I absolutely and totally hate my alarm tone, so when my good friend Alexis suggested, on our last trip to NY for the New York Fashion week, that we buy one of those radio alarms that immediately switch to a station of your choice , I was more than sold.
So my alarm comes alive at 5am every weekday. I wake up to the ever chirpy voice of Toke and Nnaya on the seaside station. Those two always bicker, gotta love Nigerian radio. Maybe if I wasn’t so… hmm what’s the word I’m looking for? Well… if I wasn’t Ibukun Donald maybe I would have been an OAP.
Who am I kidding?
I love my life as it is. I love my job and when I’m not working there is my hobby, collecting all things bright and Manolo to keep me busy! What’s not to love?
I pick out a killer suit for work today keeping in mind the meeting with the MD and the one on one meeting with our top investors. I go for a fitted black midi pencil skirt with just modest enough slit (‘borrowed’ from my sister’s closet) and a white, cropped Banana Republic jacket and spunk it up with some killer pointy Jimmy Choos.
Like most mornings, I head down the stairs to the kitchen where I like to catch up on the news while I have a small protein based snack (gotta watch those carbs!). At the moment there’s a lot going on in our beloved Nigeria and the missing school girls is what saddens me the most. I joined the peaceful protest in Lagos, it was a nice turnout and the Governor was on hand to respond.
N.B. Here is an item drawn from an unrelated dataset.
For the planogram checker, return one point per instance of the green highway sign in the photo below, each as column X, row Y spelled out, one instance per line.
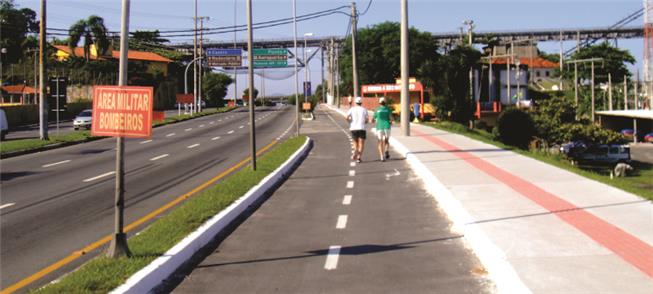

They keep assuring us that they’re doing all they can to bring these young children home. It just breaks my heart. We need a miracle.
Driving out of Lekki, I’m hoping and praying to the Lord in Heaven that I beat all early morning traffic, because contrary to popular belief the ‘gangsta’ in Lagos motorists does not come out in the morning, nope! They unleash their gangsta-ness in the early morning!
I finally get to work, and in good time and my tummy reminds me that it does not feed on Prada and Manolos. The hunger I suddenly feel is live yo! I ignore it and give my keys to the security officer, Adesiri to park my car in the designated area. He immediately wipes imaginary sweat from his forehead and grins like a palmwine tapper with rich wine.
Me: My Oga at the top! How you dey? How are the wife and kids?
Humoring him, I suspected he wanted some form of settlement.
Adesiri: Madam the Madam! I just say make I tey you say, you dey always look take away! Ah, Mama if we meet for heaven ehn, na me go marry you o.
He rubs his protruding tummy and wiggles his bum as he says, ‘Madam the Madam’
I was almost bent over in laughter.
Me: Oga, I am ready! Just bring the ring and pay bride price.
With that remark, I walk into the office building ready for a tasking day.